Kevin would have a stronger case if Awlaki had been killed in the U.S. But he was in Yemen — as an avowed member of al-Qaeda, a foreign enemy our nation is at war with under Congress’s authorization of military force. There already is precedent for conducting military operations against Americans under those circumstances, most recently the Supremes’ 2004 Hamdi ruling.
The precedent that would be radical is the one Kevin seems to be arguing for, namely, that American citizens carry the protections of the Constitution wherever in the world they go, and however hostile their stance toward the U.S., even in wartime. How far do we take that precedent? Would we have needed an arrest warrant to capture Awlaki? A search warrant to raid his hideout in Yemen? Would he need to be brought to the nearest available magistrate, assigned counsel, and advised of the charges against him? Does he get Miranda warnings? Does it matter the the writ of American courts and the authority of American law-enforcement agents do not apply in Yemen? Does it matter that Congress has authorized military operations and, therefore, that the laws of war apply?
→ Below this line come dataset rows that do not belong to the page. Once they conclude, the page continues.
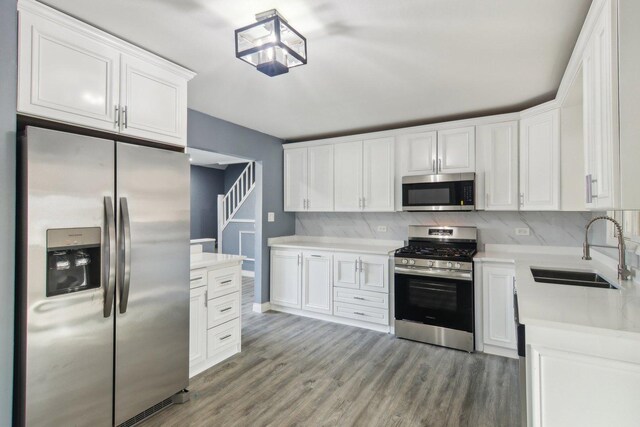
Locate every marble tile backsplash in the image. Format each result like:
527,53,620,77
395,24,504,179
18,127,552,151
296,211,604,248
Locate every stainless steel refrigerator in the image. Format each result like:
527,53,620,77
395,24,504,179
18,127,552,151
16,127,189,426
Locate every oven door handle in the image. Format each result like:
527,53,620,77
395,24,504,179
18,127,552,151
394,267,472,282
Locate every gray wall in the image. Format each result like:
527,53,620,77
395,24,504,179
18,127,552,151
296,211,601,247
191,166,225,239
0,0,18,426
224,163,247,192
187,110,295,303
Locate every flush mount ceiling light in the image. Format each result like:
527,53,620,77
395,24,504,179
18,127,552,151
236,9,307,77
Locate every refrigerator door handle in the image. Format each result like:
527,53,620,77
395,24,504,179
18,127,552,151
120,197,131,313
102,196,116,317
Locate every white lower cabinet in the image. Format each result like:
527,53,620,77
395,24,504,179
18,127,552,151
189,263,242,377
271,249,389,331
476,262,517,358
302,252,331,314
270,249,302,308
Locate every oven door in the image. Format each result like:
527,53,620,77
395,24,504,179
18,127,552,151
402,175,475,211
395,271,473,332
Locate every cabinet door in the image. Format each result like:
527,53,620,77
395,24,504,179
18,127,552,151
302,252,333,314
360,255,389,292
120,55,187,147
520,110,560,211
189,286,207,368
271,250,302,308
307,145,333,212
585,7,619,210
437,126,476,173
284,148,307,212
362,138,394,212
17,10,120,132
396,132,437,176
333,254,360,289
333,141,362,212
478,121,518,211
482,265,517,350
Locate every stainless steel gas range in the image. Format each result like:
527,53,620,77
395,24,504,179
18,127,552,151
394,226,477,352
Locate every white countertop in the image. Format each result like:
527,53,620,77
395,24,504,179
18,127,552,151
474,247,640,340
268,235,404,255
191,252,246,270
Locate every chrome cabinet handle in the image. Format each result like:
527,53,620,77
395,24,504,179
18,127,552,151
102,196,116,317
120,197,131,313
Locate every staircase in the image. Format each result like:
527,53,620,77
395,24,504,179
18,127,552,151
218,162,256,252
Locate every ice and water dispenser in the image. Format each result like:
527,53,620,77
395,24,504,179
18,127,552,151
47,227,101,297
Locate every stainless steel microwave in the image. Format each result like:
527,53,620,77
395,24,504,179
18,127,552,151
402,173,476,211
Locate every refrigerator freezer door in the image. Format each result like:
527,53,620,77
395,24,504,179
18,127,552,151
115,143,190,425
18,127,115,426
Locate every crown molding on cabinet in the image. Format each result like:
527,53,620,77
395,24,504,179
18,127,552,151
18,0,196,80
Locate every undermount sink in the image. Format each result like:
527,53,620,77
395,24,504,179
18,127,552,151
531,267,618,289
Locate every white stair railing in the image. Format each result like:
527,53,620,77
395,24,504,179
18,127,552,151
218,162,256,252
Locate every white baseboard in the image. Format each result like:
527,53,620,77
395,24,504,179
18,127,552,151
253,302,271,313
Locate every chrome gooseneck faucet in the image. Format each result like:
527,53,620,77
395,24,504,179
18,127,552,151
582,216,631,280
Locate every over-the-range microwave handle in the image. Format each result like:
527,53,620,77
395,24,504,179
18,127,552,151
119,197,131,313
102,196,116,317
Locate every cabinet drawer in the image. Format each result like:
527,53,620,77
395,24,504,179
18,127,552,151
189,268,207,289
333,288,389,310
207,292,240,328
207,267,240,299
207,319,240,357
333,301,389,325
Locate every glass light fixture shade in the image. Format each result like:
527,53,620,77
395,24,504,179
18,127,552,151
235,14,307,77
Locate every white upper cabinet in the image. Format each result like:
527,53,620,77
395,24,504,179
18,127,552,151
284,148,307,212
437,126,476,173
520,109,560,211
333,138,394,212
333,141,362,212
17,0,195,146
362,138,394,212
307,145,333,212
120,55,187,145
18,3,120,132
396,131,438,176
476,121,518,211
284,145,333,212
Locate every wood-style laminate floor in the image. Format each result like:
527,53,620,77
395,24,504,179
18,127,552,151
141,278,519,427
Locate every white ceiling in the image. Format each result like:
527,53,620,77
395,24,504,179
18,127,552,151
44,0,591,140
187,147,250,169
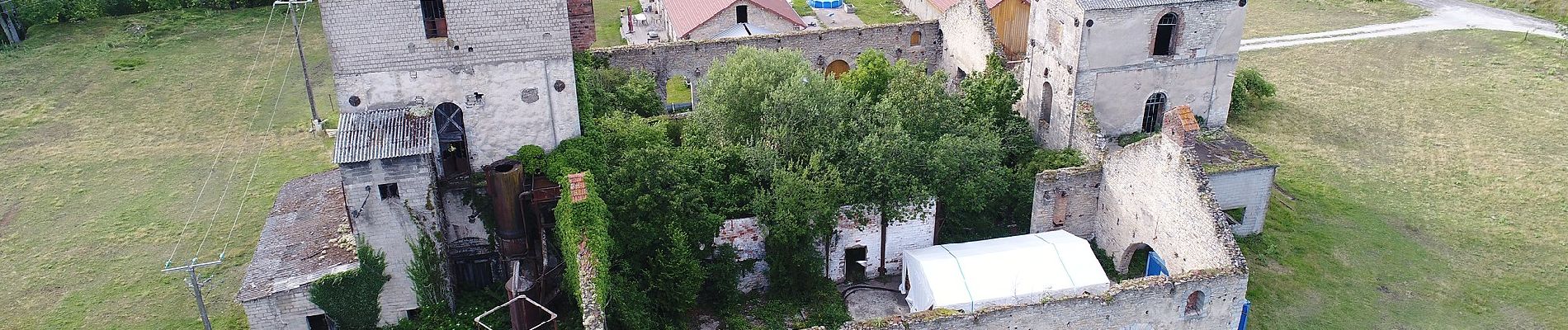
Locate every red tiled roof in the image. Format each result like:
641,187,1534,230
664,0,806,37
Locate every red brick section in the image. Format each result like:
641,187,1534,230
566,0,594,50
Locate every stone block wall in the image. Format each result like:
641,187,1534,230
336,54,582,172
593,21,944,98
843,269,1247,330
1028,166,1103,239
322,0,573,75
1209,166,1278,236
340,155,436,325
1096,134,1245,274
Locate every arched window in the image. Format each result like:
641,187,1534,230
1183,291,1204,316
1040,82,1056,124
1154,12,1178,56
1143,92,1165,133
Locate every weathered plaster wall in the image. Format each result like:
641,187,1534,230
843,269,1247,330
685,0,798,40
824,200,936,281
1209,166,1278,236
338,155,434,325
240,286,326,330
336,56,582,171
1018,0,1084,148
322,0,573,74
593,21,944,98
1028,166,1103,241
1096,134,1244,274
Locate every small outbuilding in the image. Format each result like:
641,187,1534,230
899,230,1110,311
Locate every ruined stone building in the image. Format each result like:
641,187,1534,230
237,0,1275,328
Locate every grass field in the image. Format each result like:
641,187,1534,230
0,7,336,328
1244,0,1425,37
1231,31,1568,328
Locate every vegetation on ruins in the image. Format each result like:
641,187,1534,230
310,239,392,330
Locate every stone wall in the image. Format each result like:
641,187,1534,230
683,2,801,40
1028,166,1103,241
322,0,573,74
593,21,944,97
1209,166,1278,236
843,269,1247,330
1018,0,1084,148
1096,133,1245,274
336,56,582,172
240,285,326,330
340,155,434,325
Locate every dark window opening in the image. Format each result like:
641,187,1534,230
418,0,447,37
305,314,338,330
1143,92,1165,133
1154,12,1176,56
376,183,399,199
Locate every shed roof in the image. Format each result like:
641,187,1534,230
235,169,359,302
333,108,436,164
664,0,806,37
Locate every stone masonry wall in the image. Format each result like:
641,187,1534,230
593,21,944,97
1209,166,1278,236
340,155,436,325
843,269,1247,330
1028,166,1103,241
1096,134,1245,274
322,0,573,75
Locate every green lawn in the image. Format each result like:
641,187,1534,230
593,0,643,49
1231,31,1568,328
1244,0,1425,39
0,7,338,328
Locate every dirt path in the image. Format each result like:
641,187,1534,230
1242,0,1568,52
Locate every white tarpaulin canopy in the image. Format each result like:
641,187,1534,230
899,230,1110,311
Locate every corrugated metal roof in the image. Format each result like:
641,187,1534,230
235,169,359,302
664,0,806,37
333,108,436,164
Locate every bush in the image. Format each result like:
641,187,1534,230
310,239,392,330
1231,68,1279,114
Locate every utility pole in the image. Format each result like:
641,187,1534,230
273,0,322,131
163,260,223,330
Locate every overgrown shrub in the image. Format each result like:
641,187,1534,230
310,239,392,330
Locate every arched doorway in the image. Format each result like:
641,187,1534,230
826,59,850,78
436,101,470,177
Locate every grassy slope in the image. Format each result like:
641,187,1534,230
0,7,336,328
1232,31,1568,328
1245,0,1425,37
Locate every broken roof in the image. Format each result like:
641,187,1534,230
664,0,806,37
235,169,359,302
333,108,436,164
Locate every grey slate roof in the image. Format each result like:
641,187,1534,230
333,108,436,164
1079,0,1204,11
235,169,359,302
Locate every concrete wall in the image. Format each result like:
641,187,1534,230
824,200,936,281
336,56,582,171
322,0,573,74
240,286,326,330
1209,166,1277,236
1074,0,1247,136
685,0,800,40
1096,134,1244,274
593,21,944,97
1028,166,1103,239
340,155,434,325
843,269,1247,330
1016,0,1084,148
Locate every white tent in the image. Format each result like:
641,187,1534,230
899,230,1110,311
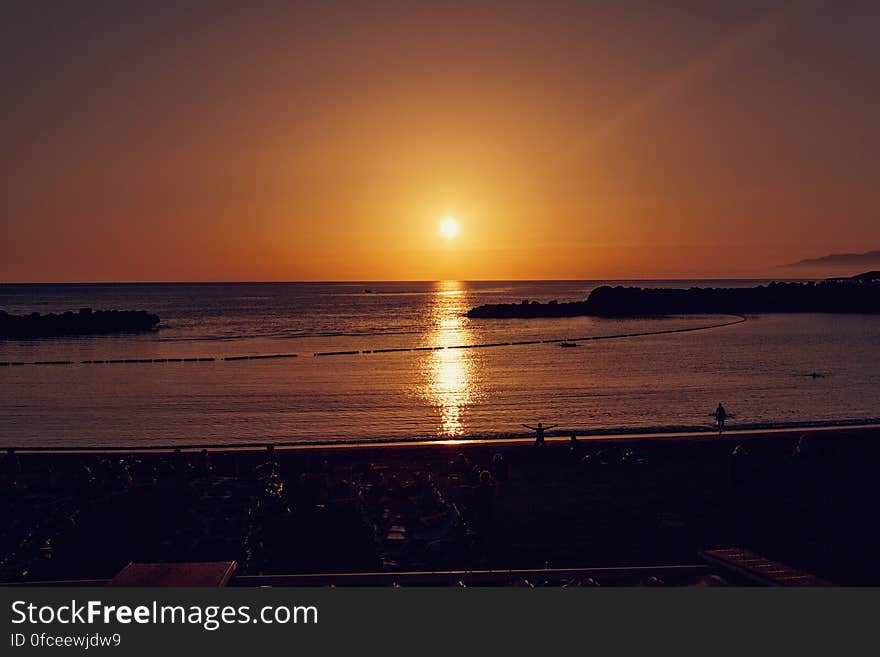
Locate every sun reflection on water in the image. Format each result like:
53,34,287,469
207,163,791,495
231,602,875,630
423,281,476,438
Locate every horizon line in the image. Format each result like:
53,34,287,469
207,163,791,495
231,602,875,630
0,276,824,285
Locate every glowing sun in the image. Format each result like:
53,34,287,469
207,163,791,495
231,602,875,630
440,217,461,240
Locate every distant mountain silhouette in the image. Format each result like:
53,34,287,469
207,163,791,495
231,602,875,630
782,251,880,267
466,272,880,319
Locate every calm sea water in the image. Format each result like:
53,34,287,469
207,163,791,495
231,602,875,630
0,281,880,446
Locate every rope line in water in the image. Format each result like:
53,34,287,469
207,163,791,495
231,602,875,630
0,315,747,367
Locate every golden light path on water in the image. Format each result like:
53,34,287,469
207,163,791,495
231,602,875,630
422,281,477,438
I think you can see Awlaki as an enemy combatant or as a criminal defendant, but you have to follow through with the logic and consequences of either choice. In my mind, he’s an enemy combatant. I’d have defended the use of force against him if it had happened in New York — though I’d have to be prepared to answer the same sort of tough questions I think Kevin has to answer regarding Yemen. But I don’t think the killing of Awlaki in Yemen is a tough call. He was one of the enemy’s most effective operatives, and I salute our guys for getting him before he got more of us.